We have learned of the deaths of the following members of the College of Chemistry community. Listed below are their names, UC Berkeley degree information, and information about their academic and work history if known. We have also provided a link to an online obituary, when available.
Chin-Tzu Peng ('53 Ph.D. Chem)
(04/10/2018) Professor Emeritus of Chemistry and Pharmaceutical Chemistry of UCSF School of Pharmacy. Dr. Peng was born near Xi'an, China on October 10, 1921 into a banker's family. In the mid 1940s, he graduated from Fu Jen Catholic University of Beijing with a BS degree in chemistry. In 1947 he came to the United States and continued his studies. In 1953, he obtained a Ph.D. degree in chemistry at UC Berkeley and started working at UCSF soon after his graduation until his official retirement in the mid 1990s. During these four decades and beyond, he worked tirelessly as a chemist in the field of tritium and liquid scintillation, and produced more than 120 publications, including journal articles and book chapters, and served as referee for many scientific journals.

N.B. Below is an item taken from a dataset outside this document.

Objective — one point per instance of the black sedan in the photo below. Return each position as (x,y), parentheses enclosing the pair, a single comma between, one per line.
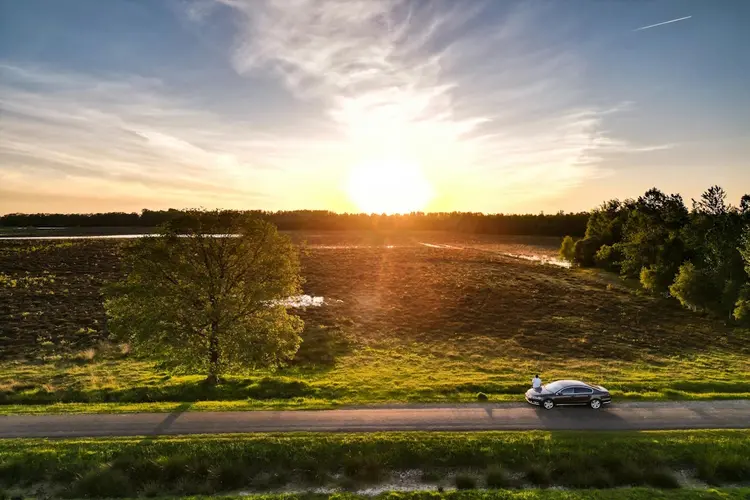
(569,392)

He was awarded the prestigious Melvin Calvin Award by the International Isotope Society in 1994.
Constance Ruben ('64 B.A. French + Political Science)
(03/03/2018) Connie was a long time friend of the College and the daughter of Assistant Professor of Chemistry Samuel Ruben, a College staff member and long time College supporter. Her father died in a laboratory accident in 1943 while he was working as Official Investigator for the Office of Scientific Research and Development during WWII. ) Connie went to work after graduation in the UC Berkeley system. First in the Chemistry Department, followed by the Criminology Department, then for the agricultural publications section of UC Press. She was an editor and was responsible for putting together a book on the trees of the UC Berkeley campus. From the UC system, she went on to work at Thoratec. Connie retired from Baseline Environmental Consulting in 2008.
Barney Rubin ('50 Ph.D. ChemE)
(02/24/2018) In 1953 Rubin was one of the first employees of the newly-created Lawrence Livermore Radiation Laboratory, now known as Lawrence Livermore National Laboratory (LLNL). He spent the next 31 years in a variety of positions and research projects at LLNL. Initially he was in charge of the original engineering group for manufacturing the critical parts of LLNL's first test devices. Over the years his responsibilities rotated through directing the chemical engineering, plastics, metallurgy, plutonium, ceramics and tritium groups.
When the tritium group was in his division he was responsible for setting up and setting off test bombs at Christmas Island, in the Nevada desert, and at the atolls of Bikini and Eniwetok. He found participating in these field experiments to be the most enjoyable part of his career. Rubin appeared in Life Magazine in 1957 when there was a misfire at a Nevada Proving Ground test site. It was his task to climb a 500-foot tower with two of his co-workers to disarm the bomb.
At LLNL, Rubin was instrumental in attempting to develop atomic energy for peaceful uses. He joined their Plowshare Project to promote non-combat uses of nuclear explosives. For 10 years he worked with the Energy Research Group to invent energy-producing ideas and as part of a separate Long-Range Planning Group he looked for new research and development initiatives outside the area of defense. In 1983 Rubin went to Washington D.C. for two years to work for the Arms Control and Disarmament Committees at the Pentagon. He offered his expert knowledge about the industrial process of making thermo-nuclear bombs to assist them with determining how to verify the reduction of nuclear arms with the Soviet Union. After returning he worked in the LLNL Verification and Control of Arms Group to support the non-proliferation of nuclear and chemical warfare. Before retiring he examined how to develop electronic communication between computers and after retiring he remained a consultant for the LLNL Energy Program.